Rabbi Lynn Gottlieb is no stranger to controversy.  Dubbed the “Radical Rabbi” by some who view her peace work with Iran and Palestine to be anti-Israel, she most recently made headlines in the Jewish community when President Obama included her on his six hundred-strong list of rabbis who had signed on to support his campaign.

As one of the first ten women to become a rabbi and the first woman ordained as a rabbi in the Jewish Renewal Movement, she has long been an advocate for Jewish feminism. In 1974 she founded a Jewish feminist theater troupe called Bat Kol (literally, “daughter of a voice”), and in 1995 authored the book She Who Dwells Within: A Feminist Vision of a Renewed Judaism.

Rabbi Lynn is a committed peace activist who grounds her life in nonviolence. Her nonviolence, however, is anything but passive.

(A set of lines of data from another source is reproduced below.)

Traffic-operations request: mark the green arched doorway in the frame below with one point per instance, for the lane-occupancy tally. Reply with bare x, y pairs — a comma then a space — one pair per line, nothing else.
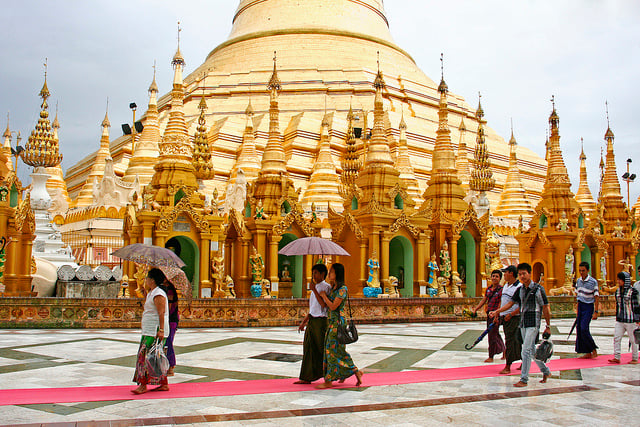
188, 252
467, 262
585, 255
401, 264
294, 265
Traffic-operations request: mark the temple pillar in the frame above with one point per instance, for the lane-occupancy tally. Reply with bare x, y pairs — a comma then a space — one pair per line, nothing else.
205, 266
482, 267
421, 264
550, 280
273, 262
454, 253
363, 269
384, 261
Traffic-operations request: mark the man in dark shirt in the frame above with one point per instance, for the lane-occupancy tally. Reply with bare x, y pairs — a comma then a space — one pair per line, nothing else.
533, 305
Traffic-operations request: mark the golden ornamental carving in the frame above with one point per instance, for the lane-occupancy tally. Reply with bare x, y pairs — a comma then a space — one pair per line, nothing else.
168, 216
374, 207
397, 189
354, 225
25, 219
168, 149
295, 216
403, 221
470, 215
426, 211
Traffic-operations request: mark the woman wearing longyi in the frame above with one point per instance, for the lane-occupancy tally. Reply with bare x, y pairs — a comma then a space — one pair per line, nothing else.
155, 325
337, 363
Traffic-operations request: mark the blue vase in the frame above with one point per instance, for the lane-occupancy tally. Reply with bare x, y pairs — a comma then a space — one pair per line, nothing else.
256, 291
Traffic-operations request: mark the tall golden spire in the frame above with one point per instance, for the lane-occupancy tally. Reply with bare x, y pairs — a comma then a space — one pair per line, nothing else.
42, 148
248, 159
174, 165
444, 186
6, 148
557, 179
85, 197
273, 158
443, 161
513, 199
201, 150
324, 183
378, 153
610, 183
145, 154
481, 175
462, 161
379, 175
351, 163
583, 196
403, 163
615, 209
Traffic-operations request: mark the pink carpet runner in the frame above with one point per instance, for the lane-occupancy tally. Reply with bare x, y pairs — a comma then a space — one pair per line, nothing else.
234, 388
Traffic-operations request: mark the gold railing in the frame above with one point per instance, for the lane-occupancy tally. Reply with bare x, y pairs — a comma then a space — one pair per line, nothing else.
93, 250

Rabbi Lynn’s beliefs in interfaith and inter-nation dialogue run so deep that she led a Fellowship of Reconciliation delegation to Iran in 2008. She serves on the advisory board and rabbinical council of Jewish Voice for Peace, and founded the Jewish order Shomer Shalom, a peace-walking order whose disciples, like Rabbi Lynn, are committed to living a life of nonviolence.

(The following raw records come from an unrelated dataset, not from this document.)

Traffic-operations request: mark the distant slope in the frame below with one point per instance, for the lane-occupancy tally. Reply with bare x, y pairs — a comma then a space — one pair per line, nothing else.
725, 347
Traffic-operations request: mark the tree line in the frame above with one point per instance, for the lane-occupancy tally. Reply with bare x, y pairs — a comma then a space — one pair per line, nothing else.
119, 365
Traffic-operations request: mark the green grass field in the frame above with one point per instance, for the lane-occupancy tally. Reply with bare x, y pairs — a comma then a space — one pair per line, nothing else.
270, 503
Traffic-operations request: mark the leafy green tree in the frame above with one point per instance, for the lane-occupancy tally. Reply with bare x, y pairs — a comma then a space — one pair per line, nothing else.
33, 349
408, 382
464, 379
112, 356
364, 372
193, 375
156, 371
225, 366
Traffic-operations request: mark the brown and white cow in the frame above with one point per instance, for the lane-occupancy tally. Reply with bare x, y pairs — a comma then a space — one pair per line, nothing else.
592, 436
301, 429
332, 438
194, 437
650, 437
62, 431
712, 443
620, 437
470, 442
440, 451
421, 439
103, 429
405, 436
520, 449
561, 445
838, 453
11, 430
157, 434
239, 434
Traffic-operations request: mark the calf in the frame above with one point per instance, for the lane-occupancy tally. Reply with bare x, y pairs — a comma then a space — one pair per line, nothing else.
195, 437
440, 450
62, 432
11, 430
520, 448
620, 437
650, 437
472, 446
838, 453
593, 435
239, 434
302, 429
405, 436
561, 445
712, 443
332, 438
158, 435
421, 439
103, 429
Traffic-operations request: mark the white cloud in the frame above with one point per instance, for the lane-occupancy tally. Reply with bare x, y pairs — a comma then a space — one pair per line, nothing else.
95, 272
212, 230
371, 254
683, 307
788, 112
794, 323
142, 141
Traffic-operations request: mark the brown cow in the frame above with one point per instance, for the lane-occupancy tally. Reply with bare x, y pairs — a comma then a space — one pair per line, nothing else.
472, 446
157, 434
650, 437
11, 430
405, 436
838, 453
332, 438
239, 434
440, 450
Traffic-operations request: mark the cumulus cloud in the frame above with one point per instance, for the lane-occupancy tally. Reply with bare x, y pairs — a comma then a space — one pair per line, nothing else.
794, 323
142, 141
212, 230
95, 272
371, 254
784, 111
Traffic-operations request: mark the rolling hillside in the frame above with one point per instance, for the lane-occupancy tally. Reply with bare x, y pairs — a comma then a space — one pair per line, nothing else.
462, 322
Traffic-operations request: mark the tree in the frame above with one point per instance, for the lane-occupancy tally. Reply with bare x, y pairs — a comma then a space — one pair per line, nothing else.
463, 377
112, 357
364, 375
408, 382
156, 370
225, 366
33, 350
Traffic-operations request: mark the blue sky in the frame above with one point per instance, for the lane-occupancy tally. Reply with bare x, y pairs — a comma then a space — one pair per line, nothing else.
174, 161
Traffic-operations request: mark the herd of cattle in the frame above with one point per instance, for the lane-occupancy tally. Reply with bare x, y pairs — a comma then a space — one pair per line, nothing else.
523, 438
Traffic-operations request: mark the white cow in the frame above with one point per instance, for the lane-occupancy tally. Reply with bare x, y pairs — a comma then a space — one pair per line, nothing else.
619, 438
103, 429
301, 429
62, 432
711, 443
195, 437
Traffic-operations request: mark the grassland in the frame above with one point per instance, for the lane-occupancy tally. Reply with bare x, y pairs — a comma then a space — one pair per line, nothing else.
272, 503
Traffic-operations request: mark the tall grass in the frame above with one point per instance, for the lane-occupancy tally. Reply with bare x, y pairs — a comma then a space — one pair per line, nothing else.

Last week we shared with you an interview with Buddhist teacher Jack Kornfield, who is co-leading a “Peace in the Middle East” silent Peace Walk in New York this Saturday that calls special attention to the Israeli-Palestinian conflict. As a representative of both Jewish and nonviolent activism, Rabbi Lynn is the perfect voice to illustrate the interfaith spirit running through the walk. Below, she speaks with Tricycle’s Emma Varvaloucas about what she calls the “Torah of nonviolence,” her views on the Israeli-Palestinian conflict, and what leading a life of nonviolence really means.

Rabbi LynnYou have a long history of peace walking all over the country for various issues, even eventually founding a Jewish order, Shomer Shalom, based on peace walking. How did you get your start? I’ve been a nonviolent activist all of my life, since the age of 21. But my teacher in peace walking specifically is the Myohoji Buddhist order, led by Nichidatsu Fuji. They are very involved in walks that give witness to the impact of the nuclear industry on Japan. Other teachers of mine are Rabbi Everett Gendler, who walked and sat in jail with Martin Luther King, Jr., and Rabbi Michael Robinson, who was a member of the Fellowship of Reconciliation. The first peace walk I participated in was the million-person march in New York City in 1981, when the United Nations was holding a conference on disarmament.